Making Better Futures

It is not surprising then that young workers across the education spectrum are dissatisfied with their work experiences and employment prospects. A recent report by the Pew Research Center confirms this.

The report found some interesting trends among millennials regarding their views toward work. For example, among millennials with a bachelor’s degree or more education, only 53% say that they are “very satisfied” with their current job. Among millennials with either some college or a high school diploma, 36% and 37%, respectively, say that they are “very satisfied” with their current job. Most young people learn early in their transition to the workforce that they will spend a considerable portion of their young working lives moving from one job to the next. This constant uncertainty is leading to a generational ethos that is not simply open to taking risk, but in some respects, may not have much of a choice if they want to find work that is rewarding, socially and financially. The do-it-yourself ethos that is so prominent in their schooling, digital, and informal lives is becoming increasingly common in their career and professional lives.  

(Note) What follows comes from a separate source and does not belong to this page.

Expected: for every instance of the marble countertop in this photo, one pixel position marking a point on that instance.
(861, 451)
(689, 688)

Our new research is interested in studying what kinds of enterprises millennials are creating and the kinds of innovation ecosystems that are forming along the way.  Whereas millennials are perceived to be tethered to technology and anti-social, we see a generation that is figuring out how to leverage technology for social impact and opportunity. Technology for them is an invitation to kick start their own new economy. In the margins of our knowledge-driven economy, millennials are hacking their way to better futures, reimagining their relationship to work and the world, and redesigning the future of innovation. Additionally, our research seeks to understand who is best positioned to create their own pathways and opportunities and what kinds of resources are necessary to credibly start a new venture or participate in the tech-driven social sector.

Creativity and participation in the innovation economy has long been treated as the domain of the educated and the privileged. The Kauffman Foundation found that young Latinos and African Americans were especially motivated to start their own businesses. Despite these aspirations, however, the study found that only 5% of African Americans and 6% of Latinos currently owned a business. Many of our most creative cities are also some of our most segregated cities. The new lines of segregation are being drawn by class, income, and educational inequalities. Because Latino, Asian, immigrant, and African American youth represent a majority of the young children in the U.S., our schools and cities must help cultivate their desire to pursue more innovative pathways.  

Our fieldwork suggests that the geography of innovation is changing in ways that are largely hidden from public view. A variety of factors — social, technological, and cultural — are driving the spread of innovation. A greater than ever before diversity of young people are cultivating the innovation ethos. Their pursuit of more creative work and social innovation has broad social, economic, and policy implications for how we think about the future of work, opportunity, and social mobility.